I have a 1991 Ford Ranger with 171,000 I paid $750.00 for it 3 years ago, as for repairs I have spent maybe $1,500 but the thing I like is it gets 25 mpg highway and 18 mpg city driving. Gas here is at $3.75 I can't see paying all that money for a work truck that is going to get beat up, I have carried 1,000 pounds of ripped out plaster in the bed of this truck and it keeps going. :thumbsup:
Good luck with your choice hope it works out for you.


----------



## Mitchell Const. (Jan 25, 2009)

> smeagol said:
> 
> 
> > 1987 ford



Smeagol I can't believe that old rattletrrap is still on the road your dad got that way back when I used to work for my father in law Don Kapsner Concrete, we used to do a lot of work with your Dad & Kelly how have things been for you guys.


----------



## willworkforbeer (Mar 7, 2009)

I just got a 79 F250 with a utility cap with 6 built on ratchets on the rack, rebuilt 300 6cyl, 4 sp.
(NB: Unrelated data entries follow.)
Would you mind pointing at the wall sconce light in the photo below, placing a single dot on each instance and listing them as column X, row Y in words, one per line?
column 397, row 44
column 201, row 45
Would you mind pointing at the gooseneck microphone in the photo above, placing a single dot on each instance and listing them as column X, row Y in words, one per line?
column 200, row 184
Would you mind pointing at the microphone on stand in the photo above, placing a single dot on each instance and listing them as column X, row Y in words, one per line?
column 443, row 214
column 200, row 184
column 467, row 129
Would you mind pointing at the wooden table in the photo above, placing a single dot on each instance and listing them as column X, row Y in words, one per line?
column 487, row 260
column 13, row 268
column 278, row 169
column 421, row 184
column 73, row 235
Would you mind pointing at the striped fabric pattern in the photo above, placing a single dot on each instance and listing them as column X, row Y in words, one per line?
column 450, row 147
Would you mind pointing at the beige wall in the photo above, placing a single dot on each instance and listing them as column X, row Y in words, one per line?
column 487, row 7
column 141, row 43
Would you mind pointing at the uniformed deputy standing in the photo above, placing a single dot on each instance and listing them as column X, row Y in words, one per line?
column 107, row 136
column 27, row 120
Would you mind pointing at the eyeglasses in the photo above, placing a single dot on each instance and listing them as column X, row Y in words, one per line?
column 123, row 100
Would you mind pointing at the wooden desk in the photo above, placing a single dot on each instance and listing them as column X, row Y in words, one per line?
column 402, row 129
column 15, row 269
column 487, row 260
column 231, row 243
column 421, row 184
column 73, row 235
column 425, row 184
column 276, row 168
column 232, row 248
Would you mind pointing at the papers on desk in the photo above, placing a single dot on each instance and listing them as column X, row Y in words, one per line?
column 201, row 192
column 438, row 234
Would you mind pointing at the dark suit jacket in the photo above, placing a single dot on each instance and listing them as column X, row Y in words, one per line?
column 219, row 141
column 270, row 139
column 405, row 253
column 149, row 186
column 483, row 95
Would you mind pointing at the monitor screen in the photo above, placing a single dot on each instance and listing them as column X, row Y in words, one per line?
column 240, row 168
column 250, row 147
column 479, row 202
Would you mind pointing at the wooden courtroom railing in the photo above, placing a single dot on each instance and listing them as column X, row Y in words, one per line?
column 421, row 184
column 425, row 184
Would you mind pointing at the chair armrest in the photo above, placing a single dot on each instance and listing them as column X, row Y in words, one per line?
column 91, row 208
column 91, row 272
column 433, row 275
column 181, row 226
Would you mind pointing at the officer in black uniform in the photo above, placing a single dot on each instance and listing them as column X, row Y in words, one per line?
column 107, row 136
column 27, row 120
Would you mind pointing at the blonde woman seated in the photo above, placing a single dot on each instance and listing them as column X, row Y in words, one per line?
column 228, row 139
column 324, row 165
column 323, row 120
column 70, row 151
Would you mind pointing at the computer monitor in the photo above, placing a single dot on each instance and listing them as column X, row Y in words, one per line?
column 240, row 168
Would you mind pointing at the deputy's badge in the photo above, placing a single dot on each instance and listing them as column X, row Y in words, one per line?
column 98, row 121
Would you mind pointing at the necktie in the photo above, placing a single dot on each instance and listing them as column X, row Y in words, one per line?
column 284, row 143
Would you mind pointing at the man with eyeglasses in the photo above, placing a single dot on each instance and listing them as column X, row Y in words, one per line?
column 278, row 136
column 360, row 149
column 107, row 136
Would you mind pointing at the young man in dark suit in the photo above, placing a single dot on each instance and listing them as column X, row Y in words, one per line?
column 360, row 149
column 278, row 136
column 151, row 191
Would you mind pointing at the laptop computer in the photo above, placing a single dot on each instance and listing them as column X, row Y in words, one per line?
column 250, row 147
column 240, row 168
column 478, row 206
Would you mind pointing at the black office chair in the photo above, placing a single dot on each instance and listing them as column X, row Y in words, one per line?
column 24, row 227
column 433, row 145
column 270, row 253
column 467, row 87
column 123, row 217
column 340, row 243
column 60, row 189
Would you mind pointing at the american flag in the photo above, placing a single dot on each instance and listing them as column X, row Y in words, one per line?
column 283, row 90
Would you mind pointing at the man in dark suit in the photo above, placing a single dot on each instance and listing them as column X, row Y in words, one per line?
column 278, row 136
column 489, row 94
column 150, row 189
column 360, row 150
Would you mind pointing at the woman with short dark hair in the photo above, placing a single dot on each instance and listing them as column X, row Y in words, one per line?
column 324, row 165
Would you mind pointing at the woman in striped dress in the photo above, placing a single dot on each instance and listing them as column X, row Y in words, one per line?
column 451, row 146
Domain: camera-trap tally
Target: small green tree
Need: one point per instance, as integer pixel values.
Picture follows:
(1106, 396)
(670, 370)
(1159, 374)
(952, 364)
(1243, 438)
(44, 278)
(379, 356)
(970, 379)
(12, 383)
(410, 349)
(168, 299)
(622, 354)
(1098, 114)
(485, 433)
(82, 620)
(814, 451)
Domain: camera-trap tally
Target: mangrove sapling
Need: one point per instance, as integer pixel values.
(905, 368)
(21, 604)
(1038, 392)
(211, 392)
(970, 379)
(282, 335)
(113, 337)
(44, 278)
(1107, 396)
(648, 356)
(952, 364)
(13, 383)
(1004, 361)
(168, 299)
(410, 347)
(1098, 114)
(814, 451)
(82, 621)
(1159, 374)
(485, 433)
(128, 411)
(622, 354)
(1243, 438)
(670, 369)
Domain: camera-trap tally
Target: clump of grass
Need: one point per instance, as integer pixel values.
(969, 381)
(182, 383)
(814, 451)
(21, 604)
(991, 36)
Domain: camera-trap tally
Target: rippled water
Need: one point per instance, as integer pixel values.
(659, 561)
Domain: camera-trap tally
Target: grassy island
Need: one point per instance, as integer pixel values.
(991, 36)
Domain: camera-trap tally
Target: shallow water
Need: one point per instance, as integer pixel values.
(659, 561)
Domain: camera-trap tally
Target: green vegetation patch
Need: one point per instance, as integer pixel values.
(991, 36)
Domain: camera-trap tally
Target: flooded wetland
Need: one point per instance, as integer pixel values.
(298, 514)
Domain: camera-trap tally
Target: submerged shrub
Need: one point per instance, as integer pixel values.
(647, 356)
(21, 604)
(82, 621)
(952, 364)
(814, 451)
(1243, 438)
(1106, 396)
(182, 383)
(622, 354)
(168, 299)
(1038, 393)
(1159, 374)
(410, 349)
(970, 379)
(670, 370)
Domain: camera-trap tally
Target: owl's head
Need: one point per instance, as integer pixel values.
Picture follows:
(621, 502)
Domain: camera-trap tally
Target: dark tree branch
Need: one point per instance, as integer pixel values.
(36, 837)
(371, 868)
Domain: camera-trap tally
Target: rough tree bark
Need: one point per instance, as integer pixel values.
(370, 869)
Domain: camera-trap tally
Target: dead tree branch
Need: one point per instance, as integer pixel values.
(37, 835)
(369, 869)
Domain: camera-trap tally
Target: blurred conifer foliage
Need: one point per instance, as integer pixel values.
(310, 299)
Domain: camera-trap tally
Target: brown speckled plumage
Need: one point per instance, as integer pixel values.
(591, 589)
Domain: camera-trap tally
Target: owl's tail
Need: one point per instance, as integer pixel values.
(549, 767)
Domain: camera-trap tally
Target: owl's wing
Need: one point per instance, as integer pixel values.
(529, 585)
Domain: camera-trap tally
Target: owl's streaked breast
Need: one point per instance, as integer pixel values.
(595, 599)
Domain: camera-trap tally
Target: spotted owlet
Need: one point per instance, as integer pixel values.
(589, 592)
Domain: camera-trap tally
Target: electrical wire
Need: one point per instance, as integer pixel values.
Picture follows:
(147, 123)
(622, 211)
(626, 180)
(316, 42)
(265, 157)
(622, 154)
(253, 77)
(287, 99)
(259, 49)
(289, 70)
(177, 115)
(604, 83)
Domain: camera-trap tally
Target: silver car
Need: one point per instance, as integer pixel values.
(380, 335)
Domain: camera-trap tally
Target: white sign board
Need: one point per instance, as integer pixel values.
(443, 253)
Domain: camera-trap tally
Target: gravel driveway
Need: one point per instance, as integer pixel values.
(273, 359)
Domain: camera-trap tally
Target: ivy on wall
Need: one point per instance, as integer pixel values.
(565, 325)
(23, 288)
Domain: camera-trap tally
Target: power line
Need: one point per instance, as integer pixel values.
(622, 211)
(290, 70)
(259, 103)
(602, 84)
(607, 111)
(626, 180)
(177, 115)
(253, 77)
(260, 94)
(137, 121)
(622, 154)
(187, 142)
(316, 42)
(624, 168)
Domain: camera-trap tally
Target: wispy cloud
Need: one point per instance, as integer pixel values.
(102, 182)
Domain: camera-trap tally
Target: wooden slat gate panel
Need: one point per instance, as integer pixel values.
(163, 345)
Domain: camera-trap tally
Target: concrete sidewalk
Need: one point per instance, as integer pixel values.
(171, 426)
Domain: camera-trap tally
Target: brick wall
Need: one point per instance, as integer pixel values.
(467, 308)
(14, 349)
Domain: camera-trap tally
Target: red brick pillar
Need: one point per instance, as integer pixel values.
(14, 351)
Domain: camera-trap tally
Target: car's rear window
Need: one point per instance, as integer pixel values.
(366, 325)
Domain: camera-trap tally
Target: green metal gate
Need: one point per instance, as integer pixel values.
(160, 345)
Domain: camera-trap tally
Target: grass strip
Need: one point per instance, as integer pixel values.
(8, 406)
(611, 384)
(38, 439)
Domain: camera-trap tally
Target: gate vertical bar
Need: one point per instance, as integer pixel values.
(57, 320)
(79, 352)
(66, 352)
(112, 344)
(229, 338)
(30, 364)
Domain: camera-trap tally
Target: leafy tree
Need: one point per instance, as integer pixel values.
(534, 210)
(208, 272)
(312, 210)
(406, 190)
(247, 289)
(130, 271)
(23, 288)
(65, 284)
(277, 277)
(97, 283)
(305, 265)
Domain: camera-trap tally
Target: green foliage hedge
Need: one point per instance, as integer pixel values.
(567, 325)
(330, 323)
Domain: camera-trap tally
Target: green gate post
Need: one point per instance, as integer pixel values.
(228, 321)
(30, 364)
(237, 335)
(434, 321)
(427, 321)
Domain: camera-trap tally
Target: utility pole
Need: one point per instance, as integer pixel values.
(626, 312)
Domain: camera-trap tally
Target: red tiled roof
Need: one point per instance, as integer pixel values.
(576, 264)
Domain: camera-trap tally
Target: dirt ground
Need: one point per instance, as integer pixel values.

Runs like a top (okay a ford). No way I would trash a nice truck the way I use them.


----------



## WoodShop (Feb 21, 2009)

If your truck hauls your equipment to and from the jobsite and is RELIABLE, then keep it around. I would just watch how much money you spend on repairs. I had a 04 Ranger that grew my company tremendously but I outgrew it and it began to give me trouble pulling my trailer. About that time, I took advantage of the auto industry needing to sell vehicles and negotiated a great new buy. Now my 08 Ram Cummins is not only a great work force but it is great to drive, becuase you know you still have to drive your work truck every day. Kinda like the old clunker 'paint' shoes that you wear because they are gonna get dirty but your feet hurt after wearing them all day. Now I buy a brand new pair of work boots just to get paint on them. 
Oh and by the way, diesel is $1.79 here, the same price for regualar unleaded. I dono if that persuades anyone.


----------



## THINKPAINTING (Feb 24, 2007)

I always traded up every 2 -3 yrs, tax purposes worked out well, now with all the fee's and tax's in my state and more to come..........we shall see. I have a 2007 Silverado with 54,000 miles right now, doors never closed right.........

Tough call, but I always consult with my accountant for tax purposes on any business purchase.


----------



## smeagol (May 13, 2008)

Mitchell Const. said:


> Smeagol I can't believe that old rattletrrap is still on the road your dad got that way back when I used to work for my father in law Don Kapsner Concrete, we used to do a lot of work with your Dad & Kelly how have things been for you guys.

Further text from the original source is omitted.